Nevertheless, our study showed that it is now possible to provide an accurate and reliable characterization of RC muscle degeneration with a robust quantitative technique that might replace the standard-of-care qualitative or semi-quantitative methods currently being used in daily clinical practice [1, 12, 13]. In addition, the segmentation and quantification processes are automatic and can be performed almost instantly by a computer, which is significantly less than the 2–3 min required for a human observer to perform the same task manually on a dedicated workstation in an increasingly busy clinical workflow.

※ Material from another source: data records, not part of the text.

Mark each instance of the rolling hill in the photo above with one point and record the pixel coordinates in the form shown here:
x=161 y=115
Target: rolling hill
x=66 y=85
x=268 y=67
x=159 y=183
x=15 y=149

The novel method presented here for shoulder CT scans has the potential to be incorporated into routine diagnostic algorithms and preoperative planning to further personalize the therapeutic approach, and help select the optimal surgical technique and implant design in shoulder arthroplasty. However, further clinical validation, with a more heterogeneous and complete dataset including many comorbidities, is required to determine the clinical accuracy of this technique, and its potential impact on clinical management and outcome. With such a tool, we expect to improve the imaging assessment and classification of the patient’s shoulder morphology prior to surgery, which would impact surgical decision-making and overall patient management. This method can further be used for the rapid analysis of large patient cohorts/series in order to investigate potential associations between RC muscle degeneration and the occurrence of specific shoulder disorders, or the clinical outcome of related treatments.